La vanità è un imbroglio. Lo canta Giorgia, e non si può darle torto.
Prendete il vangelo di domenica 27 ottobre (Lc 14, 9-18). Un fariseo si mette in prima fila, nel tempio: non vuole pregare, vuole essere visto pregare. Ed è diverso. Ringrazia Dio per non essere come quel peccatore che sta in fondo, da solo, e ricorda tutti i suoi atti virtuosi (“Digiuno due volte alla settimana e pago le decime di tutto quello che possiedo”).
Dall’altra parte il pubblicano, che semplicemente si dichiara peccatore. Davanti a Dio, è lui quello sincero.

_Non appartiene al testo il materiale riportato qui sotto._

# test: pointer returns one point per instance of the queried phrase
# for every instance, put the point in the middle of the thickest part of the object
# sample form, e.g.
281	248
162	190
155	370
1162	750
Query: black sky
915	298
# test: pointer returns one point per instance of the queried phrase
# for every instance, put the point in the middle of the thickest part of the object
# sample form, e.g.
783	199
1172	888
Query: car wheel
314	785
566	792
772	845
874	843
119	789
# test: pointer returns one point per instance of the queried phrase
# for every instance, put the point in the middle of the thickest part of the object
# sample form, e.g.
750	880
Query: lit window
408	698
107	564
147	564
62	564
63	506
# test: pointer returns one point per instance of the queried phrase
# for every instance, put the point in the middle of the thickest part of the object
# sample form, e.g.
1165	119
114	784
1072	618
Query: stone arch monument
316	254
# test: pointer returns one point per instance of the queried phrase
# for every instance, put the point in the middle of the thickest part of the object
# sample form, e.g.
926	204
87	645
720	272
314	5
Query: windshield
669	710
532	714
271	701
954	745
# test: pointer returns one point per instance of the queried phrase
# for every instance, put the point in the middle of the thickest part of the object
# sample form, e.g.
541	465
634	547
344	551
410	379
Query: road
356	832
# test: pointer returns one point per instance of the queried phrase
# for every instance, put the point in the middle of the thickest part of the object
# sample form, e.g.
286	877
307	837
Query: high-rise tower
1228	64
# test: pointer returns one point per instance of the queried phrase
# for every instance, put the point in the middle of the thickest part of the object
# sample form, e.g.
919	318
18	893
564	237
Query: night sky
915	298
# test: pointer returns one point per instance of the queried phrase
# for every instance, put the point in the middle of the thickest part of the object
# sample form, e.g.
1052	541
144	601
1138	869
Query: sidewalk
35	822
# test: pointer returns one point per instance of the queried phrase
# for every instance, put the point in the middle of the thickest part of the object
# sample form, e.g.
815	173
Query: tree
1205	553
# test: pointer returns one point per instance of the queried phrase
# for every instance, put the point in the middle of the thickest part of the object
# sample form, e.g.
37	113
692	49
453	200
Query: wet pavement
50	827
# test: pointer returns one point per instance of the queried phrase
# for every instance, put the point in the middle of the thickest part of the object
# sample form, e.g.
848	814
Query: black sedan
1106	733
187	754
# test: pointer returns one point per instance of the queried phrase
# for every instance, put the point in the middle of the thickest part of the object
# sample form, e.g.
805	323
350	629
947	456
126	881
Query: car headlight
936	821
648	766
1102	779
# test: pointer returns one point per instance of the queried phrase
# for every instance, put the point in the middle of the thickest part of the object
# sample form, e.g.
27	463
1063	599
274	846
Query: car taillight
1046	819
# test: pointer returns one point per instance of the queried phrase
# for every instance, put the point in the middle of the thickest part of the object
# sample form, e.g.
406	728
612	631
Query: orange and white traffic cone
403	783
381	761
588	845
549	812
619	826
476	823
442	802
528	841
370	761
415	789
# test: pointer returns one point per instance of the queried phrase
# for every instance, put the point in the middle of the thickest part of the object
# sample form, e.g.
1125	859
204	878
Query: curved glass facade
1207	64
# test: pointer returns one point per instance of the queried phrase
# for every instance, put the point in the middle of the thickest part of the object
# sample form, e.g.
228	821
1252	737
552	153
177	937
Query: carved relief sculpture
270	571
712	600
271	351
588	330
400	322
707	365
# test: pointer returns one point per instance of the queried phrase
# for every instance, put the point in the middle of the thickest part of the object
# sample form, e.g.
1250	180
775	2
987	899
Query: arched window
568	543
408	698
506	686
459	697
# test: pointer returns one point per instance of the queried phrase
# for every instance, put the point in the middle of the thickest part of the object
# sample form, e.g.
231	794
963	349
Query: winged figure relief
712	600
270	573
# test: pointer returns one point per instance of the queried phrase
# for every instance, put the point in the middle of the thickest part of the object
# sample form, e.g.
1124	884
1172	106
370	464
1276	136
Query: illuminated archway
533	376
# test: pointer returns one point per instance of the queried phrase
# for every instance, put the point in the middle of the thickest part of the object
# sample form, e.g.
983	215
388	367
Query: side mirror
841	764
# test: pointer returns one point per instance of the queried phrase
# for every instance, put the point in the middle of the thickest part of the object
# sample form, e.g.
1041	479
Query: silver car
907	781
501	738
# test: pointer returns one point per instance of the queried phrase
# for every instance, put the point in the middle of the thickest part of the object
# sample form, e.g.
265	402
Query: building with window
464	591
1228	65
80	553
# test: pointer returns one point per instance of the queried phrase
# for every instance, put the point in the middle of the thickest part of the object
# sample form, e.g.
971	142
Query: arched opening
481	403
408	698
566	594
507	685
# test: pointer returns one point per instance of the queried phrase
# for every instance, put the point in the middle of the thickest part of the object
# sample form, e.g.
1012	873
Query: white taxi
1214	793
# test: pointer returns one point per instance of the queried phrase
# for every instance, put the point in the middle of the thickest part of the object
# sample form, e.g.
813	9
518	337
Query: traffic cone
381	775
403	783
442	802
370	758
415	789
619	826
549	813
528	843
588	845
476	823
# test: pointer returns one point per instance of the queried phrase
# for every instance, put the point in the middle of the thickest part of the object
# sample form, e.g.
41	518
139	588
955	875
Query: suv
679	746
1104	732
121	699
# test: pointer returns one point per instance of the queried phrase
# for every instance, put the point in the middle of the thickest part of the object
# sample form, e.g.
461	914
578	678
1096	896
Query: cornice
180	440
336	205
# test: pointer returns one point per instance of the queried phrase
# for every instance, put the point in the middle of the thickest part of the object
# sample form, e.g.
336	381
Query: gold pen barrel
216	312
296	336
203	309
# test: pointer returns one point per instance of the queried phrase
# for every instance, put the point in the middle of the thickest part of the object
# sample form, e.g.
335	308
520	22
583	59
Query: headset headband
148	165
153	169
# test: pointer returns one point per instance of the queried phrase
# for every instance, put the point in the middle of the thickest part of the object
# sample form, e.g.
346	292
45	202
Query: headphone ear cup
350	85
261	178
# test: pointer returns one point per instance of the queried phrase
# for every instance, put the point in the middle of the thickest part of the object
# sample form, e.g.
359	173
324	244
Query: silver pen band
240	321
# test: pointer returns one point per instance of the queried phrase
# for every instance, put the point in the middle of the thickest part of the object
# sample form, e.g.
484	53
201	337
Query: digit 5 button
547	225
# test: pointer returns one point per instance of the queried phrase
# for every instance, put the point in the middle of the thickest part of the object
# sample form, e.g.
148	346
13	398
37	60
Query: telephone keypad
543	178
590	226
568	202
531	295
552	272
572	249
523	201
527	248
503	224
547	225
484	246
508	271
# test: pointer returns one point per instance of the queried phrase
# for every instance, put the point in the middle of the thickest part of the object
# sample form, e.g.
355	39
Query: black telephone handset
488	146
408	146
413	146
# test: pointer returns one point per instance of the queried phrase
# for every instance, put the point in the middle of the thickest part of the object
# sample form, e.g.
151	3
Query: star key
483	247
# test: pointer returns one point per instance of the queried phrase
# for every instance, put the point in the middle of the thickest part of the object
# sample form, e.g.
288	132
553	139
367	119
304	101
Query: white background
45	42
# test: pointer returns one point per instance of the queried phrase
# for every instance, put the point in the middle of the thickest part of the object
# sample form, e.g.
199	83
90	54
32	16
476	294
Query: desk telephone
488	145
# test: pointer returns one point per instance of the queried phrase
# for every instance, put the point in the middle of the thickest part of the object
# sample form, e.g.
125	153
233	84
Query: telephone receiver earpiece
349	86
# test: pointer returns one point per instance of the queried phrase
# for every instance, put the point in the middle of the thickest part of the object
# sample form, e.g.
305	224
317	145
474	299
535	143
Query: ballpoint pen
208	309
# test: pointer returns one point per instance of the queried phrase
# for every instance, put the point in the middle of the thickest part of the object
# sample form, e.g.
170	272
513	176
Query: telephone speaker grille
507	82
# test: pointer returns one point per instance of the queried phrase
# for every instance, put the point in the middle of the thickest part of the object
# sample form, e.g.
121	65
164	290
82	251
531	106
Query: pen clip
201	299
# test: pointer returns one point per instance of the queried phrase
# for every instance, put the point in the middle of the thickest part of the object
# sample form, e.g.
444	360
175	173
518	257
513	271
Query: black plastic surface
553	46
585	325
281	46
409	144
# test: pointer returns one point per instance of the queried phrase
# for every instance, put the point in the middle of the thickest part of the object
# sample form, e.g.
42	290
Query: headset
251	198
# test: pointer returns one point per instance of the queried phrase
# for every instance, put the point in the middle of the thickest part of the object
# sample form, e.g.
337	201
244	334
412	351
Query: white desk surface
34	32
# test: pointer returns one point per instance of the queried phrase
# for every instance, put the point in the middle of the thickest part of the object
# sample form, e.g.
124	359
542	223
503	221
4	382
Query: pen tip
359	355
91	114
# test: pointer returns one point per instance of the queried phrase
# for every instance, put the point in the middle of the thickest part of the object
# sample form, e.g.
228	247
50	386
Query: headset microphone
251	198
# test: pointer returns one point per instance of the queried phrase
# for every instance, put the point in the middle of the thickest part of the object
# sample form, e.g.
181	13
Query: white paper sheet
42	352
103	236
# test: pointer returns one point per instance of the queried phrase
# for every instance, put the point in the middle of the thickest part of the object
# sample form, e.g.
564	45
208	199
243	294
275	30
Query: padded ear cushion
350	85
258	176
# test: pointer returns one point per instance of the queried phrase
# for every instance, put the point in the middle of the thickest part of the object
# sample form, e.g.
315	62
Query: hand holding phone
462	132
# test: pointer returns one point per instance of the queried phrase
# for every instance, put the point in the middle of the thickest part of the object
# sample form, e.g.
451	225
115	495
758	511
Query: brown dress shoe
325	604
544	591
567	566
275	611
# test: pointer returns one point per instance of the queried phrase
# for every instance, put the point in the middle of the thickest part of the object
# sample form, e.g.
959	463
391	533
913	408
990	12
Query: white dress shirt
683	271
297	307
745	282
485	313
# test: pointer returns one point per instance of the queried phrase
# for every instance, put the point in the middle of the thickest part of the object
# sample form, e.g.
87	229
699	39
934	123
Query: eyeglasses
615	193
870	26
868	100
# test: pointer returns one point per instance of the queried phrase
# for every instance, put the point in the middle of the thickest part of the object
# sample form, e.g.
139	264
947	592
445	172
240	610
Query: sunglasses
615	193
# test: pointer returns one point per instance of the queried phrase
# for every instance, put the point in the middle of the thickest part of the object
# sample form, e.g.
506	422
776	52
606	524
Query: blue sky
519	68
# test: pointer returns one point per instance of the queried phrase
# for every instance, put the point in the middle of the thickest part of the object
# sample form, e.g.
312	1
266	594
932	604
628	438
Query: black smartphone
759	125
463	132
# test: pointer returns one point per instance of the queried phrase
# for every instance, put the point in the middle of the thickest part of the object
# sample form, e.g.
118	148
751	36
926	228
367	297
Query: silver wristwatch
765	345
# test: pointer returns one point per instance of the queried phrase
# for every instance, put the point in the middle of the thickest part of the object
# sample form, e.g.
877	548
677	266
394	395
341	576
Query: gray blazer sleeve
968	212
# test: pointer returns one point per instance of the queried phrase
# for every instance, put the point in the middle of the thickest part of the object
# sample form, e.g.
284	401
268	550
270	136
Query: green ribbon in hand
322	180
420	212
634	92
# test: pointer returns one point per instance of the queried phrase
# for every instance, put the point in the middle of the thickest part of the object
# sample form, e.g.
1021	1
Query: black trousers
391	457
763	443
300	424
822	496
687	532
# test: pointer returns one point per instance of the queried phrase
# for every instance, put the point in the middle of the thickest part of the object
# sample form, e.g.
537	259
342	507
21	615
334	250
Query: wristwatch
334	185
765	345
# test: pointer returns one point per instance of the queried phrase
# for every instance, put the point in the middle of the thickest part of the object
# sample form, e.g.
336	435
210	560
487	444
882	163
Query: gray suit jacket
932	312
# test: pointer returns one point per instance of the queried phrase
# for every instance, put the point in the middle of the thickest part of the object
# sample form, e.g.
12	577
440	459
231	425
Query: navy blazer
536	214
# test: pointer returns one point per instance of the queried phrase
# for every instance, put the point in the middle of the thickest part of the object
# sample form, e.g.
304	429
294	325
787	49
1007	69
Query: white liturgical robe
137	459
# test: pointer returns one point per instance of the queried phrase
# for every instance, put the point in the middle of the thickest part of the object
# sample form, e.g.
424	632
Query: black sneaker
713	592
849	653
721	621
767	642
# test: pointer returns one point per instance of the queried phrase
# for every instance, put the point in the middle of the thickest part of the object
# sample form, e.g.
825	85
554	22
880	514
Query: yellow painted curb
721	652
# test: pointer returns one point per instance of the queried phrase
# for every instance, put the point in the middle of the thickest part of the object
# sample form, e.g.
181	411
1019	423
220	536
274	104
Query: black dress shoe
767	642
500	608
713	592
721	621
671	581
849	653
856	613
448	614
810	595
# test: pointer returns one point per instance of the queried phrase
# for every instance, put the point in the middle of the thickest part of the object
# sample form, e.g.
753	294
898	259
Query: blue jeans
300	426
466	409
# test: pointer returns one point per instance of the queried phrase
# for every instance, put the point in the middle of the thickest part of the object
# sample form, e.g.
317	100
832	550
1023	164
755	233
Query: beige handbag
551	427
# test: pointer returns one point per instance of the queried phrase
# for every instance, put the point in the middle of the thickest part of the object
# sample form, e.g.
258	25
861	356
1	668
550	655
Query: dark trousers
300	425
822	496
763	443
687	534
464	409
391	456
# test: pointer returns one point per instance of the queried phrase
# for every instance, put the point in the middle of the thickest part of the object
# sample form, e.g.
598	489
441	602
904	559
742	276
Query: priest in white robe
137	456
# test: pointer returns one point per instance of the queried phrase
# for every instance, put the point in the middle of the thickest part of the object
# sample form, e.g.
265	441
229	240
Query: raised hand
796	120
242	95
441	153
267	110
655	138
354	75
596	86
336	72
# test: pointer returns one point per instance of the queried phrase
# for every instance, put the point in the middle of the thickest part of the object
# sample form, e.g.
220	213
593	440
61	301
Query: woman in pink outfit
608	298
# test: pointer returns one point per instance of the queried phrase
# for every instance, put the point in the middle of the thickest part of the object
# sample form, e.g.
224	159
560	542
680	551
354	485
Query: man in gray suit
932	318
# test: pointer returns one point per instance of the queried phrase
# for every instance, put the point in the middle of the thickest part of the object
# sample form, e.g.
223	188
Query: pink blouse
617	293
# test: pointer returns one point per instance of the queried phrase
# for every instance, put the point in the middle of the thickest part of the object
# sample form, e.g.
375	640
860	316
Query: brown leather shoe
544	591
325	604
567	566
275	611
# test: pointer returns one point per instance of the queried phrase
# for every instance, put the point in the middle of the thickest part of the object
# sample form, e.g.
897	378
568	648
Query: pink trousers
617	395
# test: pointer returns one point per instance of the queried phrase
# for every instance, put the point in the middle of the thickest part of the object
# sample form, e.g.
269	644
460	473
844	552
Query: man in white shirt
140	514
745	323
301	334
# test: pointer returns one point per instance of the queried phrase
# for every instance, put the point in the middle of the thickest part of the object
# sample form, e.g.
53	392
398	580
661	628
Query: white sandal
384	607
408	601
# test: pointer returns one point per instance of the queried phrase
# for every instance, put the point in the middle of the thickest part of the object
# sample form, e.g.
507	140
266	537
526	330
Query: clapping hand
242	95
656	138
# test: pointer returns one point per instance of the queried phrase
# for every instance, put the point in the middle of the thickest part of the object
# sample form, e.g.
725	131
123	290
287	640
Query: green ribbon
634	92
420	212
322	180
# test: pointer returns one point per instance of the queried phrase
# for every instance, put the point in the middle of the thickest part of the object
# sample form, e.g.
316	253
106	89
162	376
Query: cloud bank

Perché la vanità – e torniamo alla canzone di Giorgia – è un imbroglio. È un’illusione, che “docile si arrende al dio migliore”.
Un dio comodo, che ci dice quello che vogliamo sentirci dire. Anche quando non è la verità.
Il vangelo di domenica 27 ottobre
Lc 14, 9-18
Disse ancora questa parabola per alcuni che avevano l’intima presunzione di essere giusti e disprezzavano gli altri: «Due uomini salirono al tempio a pregare: uno era fariseo e l’altro pubblicano. Il fariseo, stando in piedi, pregava così tra sé: “O Dio, ti ringrazio perché non sono come gli altri uomini, ladri, ingiusti, adùlteri, e neppure come questo pubblicano. Digiuno due volte alla settimana e pago le decime di tutto quello che possiedo”. Il pubblicano invece, fermatosi a distanza, non osava nemmeno alzare gli occhi al cielo, ma si batteva il petto dicendo: “O Dio, abbi pietà di me peccatore”. Io vi dico: questi, a differenza dell’altro, tornò a casa sua giustificato, perché chiunque si esalta sarà umiliato, chi invece si umilia sarà esaltato».